Two favorite side hustles are Rover and taking surveys for extra cash. Rover is a site that connects people who love animals with pet owners who need help caring for their animals. With Rover, you can make money walking dogs, boarding them in your home, or pet sitting in the pet’s home.
Survey sites like Swagbucks, InboxDollars, and Survey Junkie, are sites where users get paid to do things like answer surveys, watch videos, and read emails. You can see a complete list of the best survey sites here.
3. Selling Plasma
Selling plasma is different from giving blood. Plasma is the portion of our blood obtained after red and white blood cells, platelets and other components are separated out. Plasma makes up about 55% of our blood and contains water, salt, enzymes, antibodies, and other proteins.
Plasma is used to produce therapies that help treat people suffering from severe health conditions, including immunodeficiency hemophilia, primary immune deficiency disorders, and genetic emphysema.
You can make up to $400 a month selling plasma. The first visit will take about two hours and subsequent visits about 90 minutes.
4. Sell Scrap Metal
You can sell metals like stainless steel, copper, nickel, aluminum, iron, brass, lead, and zinc at a scrap metal yard, sometimes called a junkyard. You can find these metals in things like old vehicles, appliances, and electronics.
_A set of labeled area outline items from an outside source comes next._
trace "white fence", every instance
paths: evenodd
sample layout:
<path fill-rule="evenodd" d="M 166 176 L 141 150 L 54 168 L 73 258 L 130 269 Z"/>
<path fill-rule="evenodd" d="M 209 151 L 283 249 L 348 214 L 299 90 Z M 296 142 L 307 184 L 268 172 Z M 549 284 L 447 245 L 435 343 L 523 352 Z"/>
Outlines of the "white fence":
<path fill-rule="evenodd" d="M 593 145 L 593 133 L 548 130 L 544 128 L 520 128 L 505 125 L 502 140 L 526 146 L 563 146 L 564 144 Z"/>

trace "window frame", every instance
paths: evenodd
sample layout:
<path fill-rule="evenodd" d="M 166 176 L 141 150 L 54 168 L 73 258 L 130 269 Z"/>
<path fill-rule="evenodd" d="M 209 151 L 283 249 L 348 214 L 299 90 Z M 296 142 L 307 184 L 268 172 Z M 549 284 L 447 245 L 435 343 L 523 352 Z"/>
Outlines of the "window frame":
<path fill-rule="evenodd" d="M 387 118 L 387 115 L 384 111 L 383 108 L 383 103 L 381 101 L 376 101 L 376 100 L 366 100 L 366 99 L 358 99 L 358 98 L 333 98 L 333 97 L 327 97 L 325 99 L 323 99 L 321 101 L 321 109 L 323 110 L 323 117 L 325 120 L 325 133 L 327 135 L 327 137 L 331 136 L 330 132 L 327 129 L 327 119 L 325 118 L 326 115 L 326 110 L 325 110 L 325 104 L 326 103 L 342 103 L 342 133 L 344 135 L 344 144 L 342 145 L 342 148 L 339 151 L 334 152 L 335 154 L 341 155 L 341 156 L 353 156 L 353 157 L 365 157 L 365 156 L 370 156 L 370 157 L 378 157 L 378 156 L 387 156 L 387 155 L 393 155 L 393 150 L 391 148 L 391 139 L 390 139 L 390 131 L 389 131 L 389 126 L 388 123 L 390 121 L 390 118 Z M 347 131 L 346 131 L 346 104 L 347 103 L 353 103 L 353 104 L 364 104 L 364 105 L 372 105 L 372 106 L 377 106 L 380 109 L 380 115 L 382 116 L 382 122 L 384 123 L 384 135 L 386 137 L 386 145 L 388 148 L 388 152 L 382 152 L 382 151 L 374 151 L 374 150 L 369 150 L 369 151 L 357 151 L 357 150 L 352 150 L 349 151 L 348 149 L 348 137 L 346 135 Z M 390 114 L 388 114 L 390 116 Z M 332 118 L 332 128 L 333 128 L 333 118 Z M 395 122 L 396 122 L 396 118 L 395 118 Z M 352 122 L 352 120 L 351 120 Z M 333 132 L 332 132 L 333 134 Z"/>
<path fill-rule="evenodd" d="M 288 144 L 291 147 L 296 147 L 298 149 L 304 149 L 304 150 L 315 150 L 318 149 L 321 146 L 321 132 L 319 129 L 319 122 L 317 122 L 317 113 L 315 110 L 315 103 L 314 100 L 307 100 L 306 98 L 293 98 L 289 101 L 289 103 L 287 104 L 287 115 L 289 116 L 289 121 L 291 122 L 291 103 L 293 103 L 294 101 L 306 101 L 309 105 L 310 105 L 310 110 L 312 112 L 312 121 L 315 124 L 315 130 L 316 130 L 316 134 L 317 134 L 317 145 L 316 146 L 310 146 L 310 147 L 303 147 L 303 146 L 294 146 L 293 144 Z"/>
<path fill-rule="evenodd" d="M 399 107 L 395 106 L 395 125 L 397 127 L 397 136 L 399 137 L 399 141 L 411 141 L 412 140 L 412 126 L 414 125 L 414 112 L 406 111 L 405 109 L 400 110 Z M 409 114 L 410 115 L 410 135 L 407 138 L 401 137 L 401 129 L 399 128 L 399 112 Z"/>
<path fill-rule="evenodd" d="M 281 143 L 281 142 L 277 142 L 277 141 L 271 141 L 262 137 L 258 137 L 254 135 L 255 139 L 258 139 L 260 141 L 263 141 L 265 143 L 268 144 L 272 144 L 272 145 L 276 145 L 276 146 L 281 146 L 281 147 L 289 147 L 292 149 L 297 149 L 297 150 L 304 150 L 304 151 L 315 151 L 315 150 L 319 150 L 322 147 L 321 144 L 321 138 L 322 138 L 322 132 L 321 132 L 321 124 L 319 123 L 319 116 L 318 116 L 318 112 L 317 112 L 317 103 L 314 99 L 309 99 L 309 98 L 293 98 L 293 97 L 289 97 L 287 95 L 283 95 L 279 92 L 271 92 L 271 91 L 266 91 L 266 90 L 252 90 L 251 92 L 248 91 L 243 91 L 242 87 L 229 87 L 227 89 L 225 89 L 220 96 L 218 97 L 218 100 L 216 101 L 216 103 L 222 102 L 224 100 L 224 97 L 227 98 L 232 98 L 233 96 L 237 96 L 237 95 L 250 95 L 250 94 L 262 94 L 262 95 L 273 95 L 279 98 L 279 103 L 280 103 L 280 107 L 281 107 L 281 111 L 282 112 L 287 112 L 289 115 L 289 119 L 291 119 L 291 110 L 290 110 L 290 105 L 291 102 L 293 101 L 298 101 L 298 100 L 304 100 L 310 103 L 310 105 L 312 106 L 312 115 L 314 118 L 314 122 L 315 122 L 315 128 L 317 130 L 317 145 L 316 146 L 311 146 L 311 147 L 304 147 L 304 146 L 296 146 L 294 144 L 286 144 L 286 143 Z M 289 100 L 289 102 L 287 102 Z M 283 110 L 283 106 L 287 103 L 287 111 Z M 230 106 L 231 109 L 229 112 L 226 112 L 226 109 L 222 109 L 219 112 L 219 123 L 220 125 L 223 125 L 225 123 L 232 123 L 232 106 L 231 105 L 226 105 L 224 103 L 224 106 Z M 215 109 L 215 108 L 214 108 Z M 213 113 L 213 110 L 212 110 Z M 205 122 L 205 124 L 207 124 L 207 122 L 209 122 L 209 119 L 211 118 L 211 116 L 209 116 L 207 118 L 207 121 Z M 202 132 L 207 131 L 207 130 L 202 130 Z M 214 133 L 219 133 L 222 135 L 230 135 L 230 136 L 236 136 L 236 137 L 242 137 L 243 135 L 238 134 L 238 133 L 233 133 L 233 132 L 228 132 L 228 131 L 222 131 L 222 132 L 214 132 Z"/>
The yard will strip down these things for the metal they contain.
You’ll be paid per pound of metal, and because there is a big problem with people stealing metal out of construction sites and even things like utility hole covers, you’ll need to show identification at the scrapyard which will be kept on file.
5. Sell Electronics
You might think the old electronics you have stashed in drawers and closets are worthless but used electronics are big business. Sometimes the items are refurbished and resold and sometimes taken apart and individual components can be sold as scrap metal.
A lot of you have probably heard of Gazelle. You send in your used electronics like smartphones, tablets, cameras, and more, and they give you cash for them. But that process can take time. If you need cash right away, you can still use Gazelle.
Gazelle now has kiosks, often in Walmarts. You take the item to the kiosk, called an EcoATM, then it’s inspected and you’re given an offer. If you accept it, you get the cash on the spot.
6. Pawn Something
Pawn stores have something of a seedy reputation, but they are a legitimate source of money. You can either use an item as collateral for a short-term loan or sell it outright for the cash. Generally, you’ll get more money when you sell something.
7. Sell Something Locally
Pawn stores don’t accept everything, so if you have something to sell that they won’t take, you can still sell it locally for fast cash. You can sell things locally on sites like Craigslist.
8. Borrow from a Friend or Family Member
It’s never easy asking to borrow money, but if it means you won’t have to take out an expensive cash advance, it’s worth asking someone close to you if they’ll loan you the cash. You could also offer to do something for them in trade; mow their lawn, babysit their kids, or help clean out their garage.
9. Ask Your Job
You may be able to ask your boss, human resources, or payroll department if you can get an advance on your paycheck. Because we don’t get paid five days a week, but most of us work five days a week, you won’t really be getting a loan. You’ll simply be getting paid early for work you’ve already done.
Not every employer will do this, and you certainly don’t want to make a habit of it as it makes you look irresponsible to your employer — but it is something to consider.
The Bottom Line on Cash Advances
A cash advance is almost always a terrible idea. Even if you pay it back really quickly, you’ll still have spent a lot of money on fees and interest. And many people don’t pay them back right away, eventually finding themselves in a debt cycle that is hard to get out of.
Most people should be able to utilize one or more of these alternatives we’ve listed to get the money they need – and avoid the costly mistake of turning to a cash advance.